Crump knows that his efforts and the efforts of his fellow pass rushers could be a major—and necessary—help to the inexperienced secondary.

"The best way to help the newcomers is to get to the quarterback faster," Crump said. "Making sure we get our keys right, run, play action. When we get that right, it gives the receivers less time to make their moves and break on the ball. It makes the quarterback have to throw the ball faster."

With those players and a focus on fundamentals, Bennett feels that he can improve ASU's pressure and get back to the ballhawking turnover-generating style of 2012-2014. Get the pressure, get more wins. 

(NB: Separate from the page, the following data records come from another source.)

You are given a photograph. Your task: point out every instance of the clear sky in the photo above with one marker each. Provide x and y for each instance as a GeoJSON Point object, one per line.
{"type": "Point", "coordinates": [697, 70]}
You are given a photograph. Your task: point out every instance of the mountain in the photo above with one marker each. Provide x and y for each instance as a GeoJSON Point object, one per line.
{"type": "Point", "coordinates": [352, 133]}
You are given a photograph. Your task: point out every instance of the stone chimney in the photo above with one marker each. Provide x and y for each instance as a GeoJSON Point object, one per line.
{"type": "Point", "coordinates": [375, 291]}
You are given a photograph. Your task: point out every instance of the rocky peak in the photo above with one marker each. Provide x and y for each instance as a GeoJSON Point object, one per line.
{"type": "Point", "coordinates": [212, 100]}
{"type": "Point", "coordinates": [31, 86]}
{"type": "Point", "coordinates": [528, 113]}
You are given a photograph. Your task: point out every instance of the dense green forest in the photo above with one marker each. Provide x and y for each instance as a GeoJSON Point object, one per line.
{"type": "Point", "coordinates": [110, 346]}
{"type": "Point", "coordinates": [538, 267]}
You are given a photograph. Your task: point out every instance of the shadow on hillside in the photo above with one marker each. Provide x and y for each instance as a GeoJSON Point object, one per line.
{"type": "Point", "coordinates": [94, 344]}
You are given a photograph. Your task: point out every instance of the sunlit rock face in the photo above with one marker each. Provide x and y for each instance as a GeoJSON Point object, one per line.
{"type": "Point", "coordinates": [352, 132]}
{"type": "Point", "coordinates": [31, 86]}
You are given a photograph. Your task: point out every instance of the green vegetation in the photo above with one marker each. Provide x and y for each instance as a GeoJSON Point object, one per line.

"We’re an automatic defense," Bennett said. "It’s dependent on how you line up, in front and coverage. The players have to take ownership in them. You have to be calculated in your pressure without being stupid.

“We’re gonna have to coach them and get the right technique, and put them in a position to be successful. The pass rush always helps. There’s no doubt that when you got a quick clock, routes are limited."

So is ASU's margin for error in 2017.

The sour taste of defensive failures remains in Sparky's mouth. Two straight losing seasons have exhausted patience. Things need to turn around in a hurry.

While there are certainly more questions than answers as the 2017 season draws near, ASU's new defensive coordinator thinks that better days are ahead.

"I just feel that we will make dramatic improvement," Bennett said. "We will become a better alignment defense. I think we’ll become a better tackling defense. I think we’ll become a better pass coverage defense. We totally redid the secondary. I think we’re more athletic. I think we’re more bought in. I think we have guys who think they are better than they are, and I like that.

"We have guys trying to prove something.”